One of the more curious observations was from our riders who had spent considerable time on their 146” Lynx Xterrain sleds they had. They all commented on how much lighter the Backcountry X and X-RS felt in comparison, how much easier it was to tip them up (Xterrain is a wide front end) and how good the cMotion X rear suspension performed in comparison. This surprised us. The fact of the matter was we weren’t getting into terrain that was nasty enough to truly appreciate what the Lynx was capable of and the improved cMotion X could pretty much handle anything and everything that we wanted it to do.

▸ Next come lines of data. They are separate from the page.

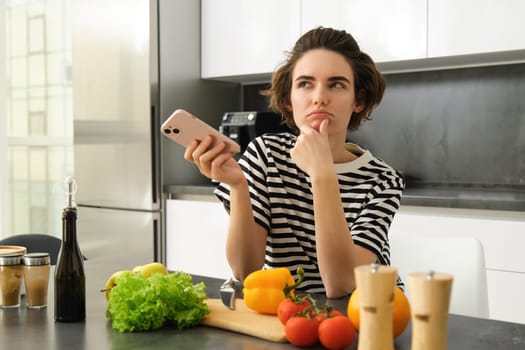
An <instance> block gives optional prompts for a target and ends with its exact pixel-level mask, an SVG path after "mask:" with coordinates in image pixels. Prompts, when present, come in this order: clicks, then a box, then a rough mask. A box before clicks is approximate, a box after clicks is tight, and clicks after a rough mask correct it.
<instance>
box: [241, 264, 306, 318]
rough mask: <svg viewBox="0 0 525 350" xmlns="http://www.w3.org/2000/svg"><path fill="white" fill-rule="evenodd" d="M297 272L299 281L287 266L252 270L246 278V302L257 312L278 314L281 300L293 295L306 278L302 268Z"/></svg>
mask: <svg viewBox="0 0 525 350" xmlns="http://www.w3.org/2000/svg"><path fill="white" fill-rule="evenodd" d="M297 272H298V273H299V280H298V281H297V283H296V282H295V280H294V279H293V277H292V274H291V273H290V270H288V269H287V268H286V267H279V268H275V269H271V270H257V271H254V272H252V273H251V274H249V275H248V276H247V277H246V278H245V279H244V284H243V285H244V289H243V294H244V303H245V304H246V306H247V307H248V308H250V309H252V310H254V311H256V312H259V313H262V314H270V315H277V308H278V307H279V304H280V303H281V301H283V300H284V299H285V298H286V297H287V296H289V295H292V296H293V290H294V289H295V288H296V287H297V286H298V285H299V284H300V283H301V282H302V280H303V278H304V272H303V270H302V269H301V268H299V269H298V270H297Z"/></svg>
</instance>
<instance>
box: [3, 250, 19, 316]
mask: <svg viewBox="0 0 525 350" xmlns="http://www.w3.org/2000/svg"><path fill="white" fill-rule="evenodd" d="M21 262H22V254H4V255H0V307H2V308H10V307H18V306H20V285H21V283H22V273H23V272H22V265H21Z"/></svg>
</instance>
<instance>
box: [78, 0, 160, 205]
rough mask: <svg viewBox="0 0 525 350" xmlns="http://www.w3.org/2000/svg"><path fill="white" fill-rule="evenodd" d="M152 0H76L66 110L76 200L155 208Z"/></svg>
mask: <svg viewBox="0 0 525 350" xmlns="http://www.w3.org/2000/svg"><path fill="white" fill-rule="evenodd" d="M155 4H156V2H155V1H149V0H133V1H128V0H115V1H110V2H96V1H95V2H93V1H90V0H75V1H74V2H72V5H71V6H72V8H73V11H72V12H73V20H72V24H73V40H72V44H73V49H72V61H73V65H72V67H73V72H72V76H73V79H72V80H73V115H74V159H75V169H74V174H75V179H76V181H77V184H78V192H77V202H78V203H79V204H82V205H91V206H99V207H112V208H125V209H139V210H158V209H159V207H160V204H159V201H160V200H159V194H160V185H159V182H160V177H159V173H160V171H159V160H160V157H159V140H158V139H159V132H158V130H159V127H158V125H157V124H159V123H160V122H159V120H160V118H159V115H158V108H157V107H158V98H157V86H158V69H157V68H158V65H157V57H158V54H157V49H156V48H157V39H156V30H153V31H152V30H150V26H151V27H153V28H156V26H157V24H156V20H155V19H156V15H155V13H156V11H157V10H156V7H155V6H156V5H155Z"/></svg>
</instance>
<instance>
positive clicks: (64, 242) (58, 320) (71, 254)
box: [55, 178, 86, 322]
mask: <svg viewBox="0 0 525 350" xmlns="http://www.w3.org/2000/svg"><path fill="white" fill-rule="evenodd" d="M66 185H67V192H66V206H65V208H64V210H63V212H62V245H61V247H60V253H59V255H58V260H57V264H56V268H55V321H57V322H81V321H84V320H85V319H86V277H85V275H84V259H83V257H82V254H81V252H80V248H79V246H78V240H77V208H76V205H75V203H74V199H73V194H74V192H75V191H76V183H75V180H73V179H71V178H68V179H66Z"/></svg>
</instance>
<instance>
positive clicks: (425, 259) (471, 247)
mask: <svg viewBox="0 0 525 350" xmlns="http://www.w3.org/2000/svg"><path fill="white" fill-rule="evenodd" d="M390 256H391V261H390V263H391V265H392V266H394V267H396V268H397V269H398V273H399V275H400V276H401V278H402V279H403V281H404V282H405V286H406V288H405V290H406V292H407V295H408V298H409V299H410V293H409V291H408V273H410V272H425V271H429V270H433V271H436V272H447V273H450V274H452V275H453V276H454V279H453V282H452V294H451V300H450V307H449V312H450V313H452V314H457V315H465V316H473V317H480V318H489V304H488V293H487V273H486V270H485V254H484V250H483V245H482V244H481V242H480V241H479V240H477V239H476V238H473V237H452V236H428V235H424V234H417V235H416V234H401V233H395V234H391V236H390Z"/></svg>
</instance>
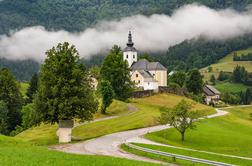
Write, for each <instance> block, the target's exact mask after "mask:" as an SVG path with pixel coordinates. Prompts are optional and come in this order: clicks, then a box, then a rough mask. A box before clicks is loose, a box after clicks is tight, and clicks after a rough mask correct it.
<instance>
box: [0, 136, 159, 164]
mask: <svg viewBox="0 0 252 166" xmlns="http://www.w3.org/2000/svg"><path fill="white" fill-rule="evenodd" d="M118 163H120V166H152V165H153V166H154V165H156V164H151V163H145V162H140V161H132V160H127V159H120V158H113V157H105V156H84V155H74V154H66V153H62V152H56V151H51V150H48V149H47V148H45V147H40V146H35V145H32V144H30V143H27V142H23V141H22V140H20V139H17V138H10V137H5V136H0V165H3V166H19V165H20V166H21V165H25V166H33V165H36V166H37V165H38V166H51V165H53V166H56V165H60V166H73V165H76V166H80V165H85V166H118Z"/></svg>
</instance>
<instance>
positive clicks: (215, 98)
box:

Even when you compare the ride from the cMotion X to the Gen4 cMotion you will find the biggest single improvement in the sled for 2024. This skid flat out works through the bumps, it transfers weight well (not quite as abruptly as the previous skid) to pop up out of the snow and can drop the skis back down in a balanced manner to give you the cornering confidence you are looking for. So, the claim of improving on-trail performance while maintaining off-trail capability seems to be valid. The rear of the rails are still tipped up slightly but the sled does feel longer when cornering than a 137” Renegade. In comparison, a Polaris Switchback Assault feels shorter than the Backcountry, something we attribute to the slightly greater rail tip-up angle of the Polaris. This is comparing the same 146” lengths and 1.6” Cobra lug heights on both.
When it comes to X-RS vs. X package it was pretty much one of shock packages and suspension calibration more than anything else. Most everyone should be familiar with the added adjustability of the X-RS and the ability to take on even bigger terrain at higher speeds with the better shock package. Where the X comes with KYB 36 Plus shocks front and center and KYB Pro 36 in the rear the X-RS comes with adjustable KYB Pro 36 EA-3 (3-position clicker) shocks up front and larger diameter KYB Pro 40 EA-3 at center and rear. In simple terms, only the rear shock is adjustable on the X where all four shocks are adjustable on the X-RS. All of these are rebuildable and revalvable aluminum body shocks. The X-RS has additional rail reinforcements also.
To sum it up, Ski-Doo has truly improved their Backcountry X and X-RS in many ways with the migration to the Gen5 platform. It’s quieter, smoother, more compliant and better balanced with broader performance capability across a wider range of conditions, on- and off-trail, with (arguably) one of the very best suspension packages available from anybody. What it really comes down to is how well this added capability lines up with your typical riding conditions and your own personal preferences. Truth be known, a deep lug longer track sled will always work better in deeper snow but will always be worse on any type of trail. For that matter, a shorter track length and wider front end will always work better on-trail but be far worse in deeper snow. But, if you swing both ways and want the broadest range of capabilities the Backcountry sleds are now even better. If you truly ride off-trail as much as you do on-trail then this is the ticket. Even if you like to run the ungroomed trails and forest roads more than anything else this is going to be a superior choice!